Thread (14 messages) 14 messages, 6 authors, 2015-01-15

Re: [PATCH 1/3] input: tsc2007: Add pre-calibration, flipping and rotation

From: Dr. H. Nikolaus Schaller <hidden>
Date: 2015-01-15 16:15:31
Also in: linux-arm-kernel, linux-devicetree, linux-omap, lkml

Am 15.01.2015 um 15:38 schrieb Sebastian Reichel [off-list ref]:
Hi,

On Thu, Jan 15, 2015 at 08:36:44AM +0100, Dr. H. Nikolaus Schaller wrote:
quoted
quoted
1. Perform conversion in input core rather than individual drivers. I
think we should allocate a new bitmaps for some transformations and have
the code do X/Y flip/clip of the coordinates.
Do you have a suggestion where this should be (I have no clue how
the input system works or is structured - we just know how to extend a
driver that uses it)?
quoted
2. Standardize on bindings. We already have of-touchscreen.c doing
rudimentary parsing, we shoudl look into extending it rather than
creating myriad of driver-specific bindings.
Ok, looks reasonable.
Documentation is in 

Documentation/devicetree/bindings/input/touchscreen/touchscreen.txt
I did look into it now. Unfortunately, it does not fit well into my view of how bindings
should be. They should describe hardware (as we are told for many other kernel
subsystems).

Pixels and resolutions are IMHO related to the screen it is glued on - and that is
quite independent.

So I don’t see how they do describe the different ways the touch screen can be
wired to a tsc2007 controller.

Please can you add minimum and maximum properties for us?

Then, inverted-x and inverted-y is redundant because it is the same as having
an expected higher value from the ADC for the minimum coordinate and a lower
for the maximum.
quoted
quoted
Also, do we need swap and flip or do we simply need rotation (like the
proposed Broadcom iproc driver has)?
Well, since the DT should describe hardware, there are 3 sets of wires which
can have a cross-over: X+ and X-, Y+ and Y-, X and Y.

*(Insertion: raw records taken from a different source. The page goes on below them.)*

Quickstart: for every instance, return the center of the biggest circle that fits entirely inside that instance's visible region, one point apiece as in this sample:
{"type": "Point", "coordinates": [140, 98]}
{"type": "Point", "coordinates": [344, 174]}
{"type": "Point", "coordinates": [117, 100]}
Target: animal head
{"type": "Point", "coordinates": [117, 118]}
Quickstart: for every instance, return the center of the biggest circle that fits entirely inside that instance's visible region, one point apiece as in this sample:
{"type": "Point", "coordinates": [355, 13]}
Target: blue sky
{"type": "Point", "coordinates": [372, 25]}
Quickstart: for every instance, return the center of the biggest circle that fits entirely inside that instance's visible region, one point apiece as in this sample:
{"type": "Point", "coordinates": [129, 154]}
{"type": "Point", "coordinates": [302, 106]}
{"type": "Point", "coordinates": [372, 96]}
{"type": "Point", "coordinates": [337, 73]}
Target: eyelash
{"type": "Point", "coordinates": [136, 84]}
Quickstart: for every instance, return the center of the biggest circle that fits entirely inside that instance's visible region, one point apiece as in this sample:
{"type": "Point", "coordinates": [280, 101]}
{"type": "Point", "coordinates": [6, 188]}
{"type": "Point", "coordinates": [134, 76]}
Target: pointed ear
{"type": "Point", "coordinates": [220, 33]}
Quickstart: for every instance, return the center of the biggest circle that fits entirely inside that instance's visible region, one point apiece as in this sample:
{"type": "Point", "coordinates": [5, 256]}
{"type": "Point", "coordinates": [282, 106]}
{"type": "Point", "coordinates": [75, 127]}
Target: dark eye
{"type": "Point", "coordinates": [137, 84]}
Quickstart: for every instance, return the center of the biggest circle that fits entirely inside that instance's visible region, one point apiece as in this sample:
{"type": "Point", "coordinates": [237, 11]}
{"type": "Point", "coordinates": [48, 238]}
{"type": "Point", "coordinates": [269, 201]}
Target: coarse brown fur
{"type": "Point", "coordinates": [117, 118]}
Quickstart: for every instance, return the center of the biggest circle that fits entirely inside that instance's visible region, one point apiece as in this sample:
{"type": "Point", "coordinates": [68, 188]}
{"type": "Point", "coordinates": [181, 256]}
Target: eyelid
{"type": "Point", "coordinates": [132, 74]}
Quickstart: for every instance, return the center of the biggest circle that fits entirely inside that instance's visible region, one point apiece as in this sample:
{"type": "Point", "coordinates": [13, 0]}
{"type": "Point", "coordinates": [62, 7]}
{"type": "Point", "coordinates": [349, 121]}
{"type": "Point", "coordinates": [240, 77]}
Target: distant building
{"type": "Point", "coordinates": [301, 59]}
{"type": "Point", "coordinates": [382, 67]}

So IMHO hardware has no “rotation”, just crossover of wires. Rotation is an
interpretation of the result of these connections in combination with some
panel the touch is glued to and should therefore not be represented in the DT.

As a result we have proposed a scheme without explicit rotation. We specify what
coordinates X- and X+ should report at their ends (min, max) because the DT
programmer has to specify them anyways. Flipping is a result of defining these
coordinates in an ascending or descending way. Only swapping of the X and Y
wires can’t be implicitly defined so it has its own property. So the scheme we
have proposed tries to optimize the efforts needed to adapt new boards and write
DTs and focus the DT on hardware description.

As a bonus we also specify the min and max value to be reported for the touch
pressure (Z axis) using the same basic principle.

And it is a pure add-on on top of the existing driver so that it attempts not
to break existing device trees.
from what I can see there are no in-tree-users using any of the
new properties.
quoted
Maybe could you accept it as a first step for this specific driver (and let’s do
the big standardization work later on)?
That does not work, since you create an ABI.